En effet, l’enfant peut obtenir son passeport canadien dans un délai maximum d’un mois. Souvent même il est délivré à ses parents dès la première semaine de sa naissance. Un acte de naissance délivré par l’hôpital suffit pour accorder automatiquement, et dans les plus brefs délais, la nationalité canadienne à l’enfant avec tous les avantages qui s’ensuivent.
"C’est un bon investissement qu’on ne regrette pas !", résume Salima.

Du "Hrig" haut de gamme ?

Et non. Il n’y a pas de quoi regretter le déboursement de quelque 90 mille dirhams en échange de tant d’avantages. La nationalité canadienne en offre beaucoup. Pour ce jeune homme, père de trois petits garçons “Canadiens” il s’agit d’acheter la liberté : •••
•••"Avec ce passeport, on n’est plus des citoyens de seconde classe mais des citoyens du monde. Mes enfants peuvent maintenant voyager partout dans le monde sans avoir à subir le casse-tête des visas ou autres paperasses administratives". L’idée pour ce jeune papa est de "ne plus être un document. Ne plus être évalué ou traité en fonction de la nationalité mentionnée sur le passeport". La Marocaine ne procurant pas tant d’avantages dans ce sens.
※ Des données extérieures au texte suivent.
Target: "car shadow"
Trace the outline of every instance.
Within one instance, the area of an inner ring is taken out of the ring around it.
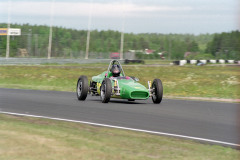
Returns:
[[[99,102],[102,103],[100,99],[89,99],[89,101],[95,101],[95,102]],[[139,102],[139,101],[127,101],[124,99],[110,99],[110,101],[108,103],[119,103],[119,104],[147,104],[144,102]]]

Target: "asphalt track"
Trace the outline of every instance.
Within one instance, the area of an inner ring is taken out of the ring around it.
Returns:
[[[163,99],[156,105],[151,99],[111,99],[103,104],[90,95],[78,101],[73,92],[0,88],[0,113],[6,112],[216,141],[236,148],[240,144],[240,106],[236,103]]]

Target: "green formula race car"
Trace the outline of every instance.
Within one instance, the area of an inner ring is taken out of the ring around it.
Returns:
[[[102,103],[108,103],[111,98],[134,101],[152,97],[153,103],[159,104],[162,101],[163,87],[160,79],[154,79],[153,83],[148,81],[146,88],[138,83],[136,77],[126,76],[119,61],[112,60],[107,71],[92,77],[90,85],[86,76],[80,76],[76,92],[78,100],[85,100],[89,93],[100,96]]]

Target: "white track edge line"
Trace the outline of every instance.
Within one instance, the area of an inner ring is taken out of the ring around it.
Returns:
[[[113,126],[113,125],[108,125],[108,124],[100,124],[100,123],[93,123],[93,122],[86,122],[86,121],[78,121],[78,120],[54,118],[54,117],[38,116],[38,115],[30,115],[30,114],[22,114],[22,113],[12,113],[12,112],[4,112],[4,111],[0,111],[0,113],[9,114],[9,115],[16,115],[16,116],[26,116],[26,117],[34,117],[34,118],[44,118],[44,119],[51,119],[51,120],[58,120],[58,121],[66,121],[66,122],[76,122],[76,123],[89,124],[89,125],[94,125],[94,126],[117,128],[117,129],[138,131],[138,132],[145,132],[145,133],[151,133],[151,134],[158,134],[158,135],[164,135],[164,136],[171,136],[171,137],[199,140],[199,141],[212,142],[212,143],[218,143],[218,144],[224,144],[224,145],[240,147],[240,144],[234,144],[234,143],[217,141],[217,140],[206,139],[206,138],[184,136],[184,135],[178,135],[178,134],[172,134],[172,133],[164,133],[164,132],[149,131],[149,130],[143,130],[143,129],[135,129],[135,128],[121,127],[121,126]]]

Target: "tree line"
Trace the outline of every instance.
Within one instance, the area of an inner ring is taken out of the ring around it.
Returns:
[[[7,24],[0,24],[6,28]],[[21,28],[21,36],[11,36],[10,56],[18,56],[18,50],[25,48],[29,56],[46,57],[49,42],[49,26],[11,24],[11,28]],[[136,51],[137,58],[160,58],[158,53],[170,59],[184,58],[236,58],[239,56],[239,31],[219,34],[160,34],[125,33],[124,53]],[[121,32],[113,30],[92,30],[90,37],[90,58],[108,58],[112,52],[119,52]],[[53,27],[53,57],[84,57],[87,30]],[[154,50],[151,55],[145,49]],[[6,36],[0,36],[0,56],[5,56]],[[184,57],[189,52],[188,57]]]

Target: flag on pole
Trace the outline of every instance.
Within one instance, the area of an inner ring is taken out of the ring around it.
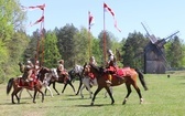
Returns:
[[[44,8],[45,8],[45,3],[44,4],[42,4],[42,6],[35,6],[35,7],[24,7],[24,6],[21,6],[21,9],[23,10],[23,11],[28,11],[28,10],[34,10],[34,9],[41,9],[41,10],[44,10]]]
[[[117,20],[116,20],[116,18],[115,18],[115,12],[112,11],[112,9],[110,9],[106,3],[104,3],[104,9],[105,9],[105,11],[107,10],[107,11],[109,11],[109,12],[111,13],[111,15],[113,17],[113,20],[115,20],[115,28],[116,28],[119,32],[121,32],[121,30],[117,27]]]
[[[94,15],[90,13],[90,11],[88,12],[88,24],[89,24],[89,30],[91,28],[91,25],[94,25]]]
[[[33,27],[34,24],[37,24],[40,22],[44,22],[44,15],[42,15],[39,20],[36,20],[33,24],[31,24],[31,27]]]

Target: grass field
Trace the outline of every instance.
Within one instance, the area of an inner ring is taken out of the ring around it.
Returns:
[[[170,74],[145,74],[149,91],[140,86],[144,98],[143,104],[139,104],[139,97],[132,87],[132,93],[126,105],[122,101],[127,94],[124,84],[113,87],[115,105],[110,105],[109,97],[104,98],[102,89],[90,106],[89,94],[84,89],[85,98],[75,95],[70,86],[67,86],[64,94],[45,96],[44,103],[41,97],[36,98],[36,104],[32,103],[26,91],[22,93],[20,104],[11,104],[11,94],[6,94],[7,84],[0,85],[0,115],[1,116],[184,116],[185,115],[185,71]],[[74,82],[77,89],[78,81]],[[61,92],[63,84],[57,84]],[[96,86],[92,87],[92,91]],[[11,91],[12,92],[12,91]]]

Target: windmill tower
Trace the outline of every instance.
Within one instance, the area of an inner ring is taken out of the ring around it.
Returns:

Sur le long terme, le grand privilège pour ces enfants "canadiens" est lié aux études. "Mes enfants iront certainement plus tard étudier au Canada. Gratuitement et même en se faisant octroyer une bourse d’étude". Il n’est pas possible cependant de profiter de la gratuité des soins médicaux, de la couverture sociale, allocations et autres prestations sociales. Ce droit est réservé aux résidents permanents sur le territoire canadien.
Le phénomène de l’accouchement des femmes marocaines au Canada prend de plus en plus d’ampleur. Pratiqué d’abord au sein des familles les plus riches, de plus en plus de couples issus de la classe moyenne n’hésitent plus à y mettre le prix. Côté canadien, on ne s’en plaint pas. Pas encore, du moins. Les quelques mesures annoncées au niveau de l’octroi des visas aux femmes enceintes se sont avérées peu restrictives. C’est que “pour l’heure, le phénomène ne dérange pas vraiment les autorités canadiennes. Celles-ci sont en train de tout faire pour faciliter les mesures de naturalisation pour les immigrées sur leur territoire”, mentionne Mohammed Samir Lahmoun, Avocat membre du Barreau du Québec et expert en immigration au Canada. Selon lui, le fait que ces autorités montrent parfois une certaine réticence pour l’octroi de visas à ces femmes revient simplement au fait que “les programmes canadiens d’immigration sont discutés et votées au parlement et doivent répondre à une certaine logique. Le Canada veut que les gens immigrent vers lui, mais dans le respect d’une procédure normale, claire et contrôlable”.